No. This was not a decent man defeated by circumstance, a man of duty and integrity who was simply in the wrong job, a principled leader undone by events. This was an unprincipled politician who abandoned promises with as much enthusiasm as he trousered freebies from rich donors.

Starmer was a frontman for a Labour-right operation whose purpose was clear: persuade a leftwing membership to hand the party back to those who despised everything it had just stood for. 

To win over the membership, Starmer’s campaign promised tax hikes for the top 5%, public ownership of utilities, abolition of tuition fees, “an immigration system based on compassion and dignity”, human rights “at the heart of foreign policy”, and the abolition of the House of Lords. In power, Starmer has either failed to deliver on these promises or done the opposite.

Soon after being elected leader, Starmer suspended his predecessor from the party before finally expelling him in 2023, claiming that he and Corbyn had never been friends and distancing himself from his previous leadership pledges. This was deceit, not pragmatism. When he stood for leader, Starmer told the BBC that nationalisation of utilities was a pledge that would be in the next Labour manifesto. The following year, he denied ever saying this, and told the BBC: “I never made a commitment to nationalisation, I made a commitment to common ownership.”

The party would be a “broad church”, Starmer had promised. Instead, he suspended Labour MPs or prevented candidates from running for making comments critical of the state of Israel, and opposing the two-child benefit cap. His machine blocked leftwingers from standing, such as Faiza Shaheen and Lauren Townsend.

As for his claim that he took over a Labour party that was “morally bankrupt”, he was the human rights lawyer who said that Israel had a right to cut off power and water to Gaza.
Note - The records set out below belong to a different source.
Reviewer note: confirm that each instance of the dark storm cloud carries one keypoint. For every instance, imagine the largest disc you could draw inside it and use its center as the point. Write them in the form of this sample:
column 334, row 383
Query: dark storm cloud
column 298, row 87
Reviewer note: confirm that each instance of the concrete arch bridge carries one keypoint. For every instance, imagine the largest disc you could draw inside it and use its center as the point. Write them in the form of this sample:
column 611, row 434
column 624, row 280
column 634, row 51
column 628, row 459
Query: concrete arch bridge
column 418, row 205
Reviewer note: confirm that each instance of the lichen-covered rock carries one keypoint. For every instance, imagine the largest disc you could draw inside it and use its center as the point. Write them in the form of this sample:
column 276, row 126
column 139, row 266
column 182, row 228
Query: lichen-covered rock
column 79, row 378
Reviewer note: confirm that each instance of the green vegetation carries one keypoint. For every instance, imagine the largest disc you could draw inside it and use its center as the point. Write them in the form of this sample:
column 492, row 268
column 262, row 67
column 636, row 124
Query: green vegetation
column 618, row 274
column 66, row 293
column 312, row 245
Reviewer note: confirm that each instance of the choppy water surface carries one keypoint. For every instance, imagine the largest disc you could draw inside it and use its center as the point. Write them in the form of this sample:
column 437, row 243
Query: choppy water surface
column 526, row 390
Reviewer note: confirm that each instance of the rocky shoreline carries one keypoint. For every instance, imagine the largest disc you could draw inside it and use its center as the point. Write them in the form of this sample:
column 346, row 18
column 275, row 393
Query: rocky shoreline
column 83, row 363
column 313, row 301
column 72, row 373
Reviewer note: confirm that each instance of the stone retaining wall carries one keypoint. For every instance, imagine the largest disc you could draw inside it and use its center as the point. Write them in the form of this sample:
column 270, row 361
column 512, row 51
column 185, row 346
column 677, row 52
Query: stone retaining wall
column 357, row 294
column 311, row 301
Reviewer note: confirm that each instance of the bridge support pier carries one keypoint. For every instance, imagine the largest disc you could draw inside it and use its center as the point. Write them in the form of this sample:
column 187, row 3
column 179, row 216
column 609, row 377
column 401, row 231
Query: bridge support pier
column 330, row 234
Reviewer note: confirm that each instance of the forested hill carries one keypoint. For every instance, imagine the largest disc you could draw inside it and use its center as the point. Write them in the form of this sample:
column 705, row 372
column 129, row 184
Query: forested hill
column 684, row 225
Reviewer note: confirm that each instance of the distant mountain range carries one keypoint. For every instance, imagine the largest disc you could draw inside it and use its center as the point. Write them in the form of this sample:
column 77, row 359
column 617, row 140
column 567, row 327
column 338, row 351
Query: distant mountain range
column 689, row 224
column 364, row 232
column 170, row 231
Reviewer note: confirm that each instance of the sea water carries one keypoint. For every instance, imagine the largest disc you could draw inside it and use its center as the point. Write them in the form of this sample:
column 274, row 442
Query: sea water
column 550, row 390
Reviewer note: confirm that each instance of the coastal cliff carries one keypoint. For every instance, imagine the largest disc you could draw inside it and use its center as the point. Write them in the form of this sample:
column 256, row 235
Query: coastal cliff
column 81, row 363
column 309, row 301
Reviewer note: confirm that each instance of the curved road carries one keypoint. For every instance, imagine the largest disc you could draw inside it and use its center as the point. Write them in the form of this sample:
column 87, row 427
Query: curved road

His government broke promise after promise. Its housebuilding revolution failed to materialise. “No return to austerity” gave way to departmental squeezes. International aid was gutted. Meanwhile, Labour’s internal authoritarianism was exported to the country. Thousands were arrested for holding placards after anti-genocide direct action group Palestine Action were proscribed as terrorists on the same legal footing as Islamic State.

Starmer believed in little other than his own advancement, a trait hardly uncommon among Labour MPs. The danger is that his dismal, disreputable premiership laid the foundations for the hard-right agenda of Nigel Farage. We will soon discover whether the next occupant of No 10, Andy Burnham, believes the answer is simply to paint a northern, charismatic gloss over a failed agenda. If he fails to offer a decisive break from this useless travesty of a government then he, too, will sink.

Yes.

Meanwhile Burnham’s pick for chief of staff is not good sign and seems to indicate that he will try and continue the Blair-Starmer policies of catering to the right. If that turns out to be the case, Labour is doomed and we can expect Reform to win the next election and Nigel Farage to be the next prime minister.

Comments

  1. birgerjohansson says

    The British muckraking magazine ‘Private Eye’ has a podcast about the resignation, you will recognise the editor from ‘*Have I Got News For You*’.
    .
    “Coup, What A Scorcher! Private Eye on Sir Keir’s resignation… and Andy Burnhams ascension to power” (40 minutes)

    .https://youtube.com/watch?v=N1Xjryp1Ehc

  2. Dunc says

    If that turns out to be the case, Labour is doomed and we can expect Reform to win the next election and Nigel Farage to be the next prime minister.

    While I certainly agree that Labour would be doomed, I think we’re starting to see some question marks around whether Mr Farage can hold it together long enough -- the fundamental problem being that politics is a team sport, and he is very much not a team player. The break-up with Rupert Lowe (leading to the formation of the Restore UK party, which effectively split the right-wing vote in Makerfield) may just be the first of many. I would not be at all surprised to see Mr Farage flounce off from Reform to found yet another new party (I have literally lost count at this point) if things don’t go entirely his way.

    Of course, this may just be wishful thinking on my part.

    Why has Labour become such a pale parody of the US Democrats?

    Because exactly the same institutional forces are in operation on both sides of the Atlantic.

  3. Jazzlet says

    Dunc @#4 Farage owns the Reform Party outright, so it will be other people that flounce off or are ejected. He is studiously avoiding the press at the moment, which maybe because he doesn’t want to answer questions about the £3 million donation he received from a British, but overseas donor between categorically denying he was going to stand in the last election and deciding to stand.

  4. says

    Everything looks choreographed.

    We have multiple parties, yet with one exception, their manifesti are next to impossible to tell apart. Which is exactly what you would expect to see if they had all been accepting money from the same people, in return for writing manifesto promises “just the way you like them”. When you vote, you aren’t choosing policies; they were chosen in advance, and you’re just choosing the faces who will be delivering them.

    I don’t even know what we can do about this, because everything assumes there is always going to be someone to whom the government ultimately answers.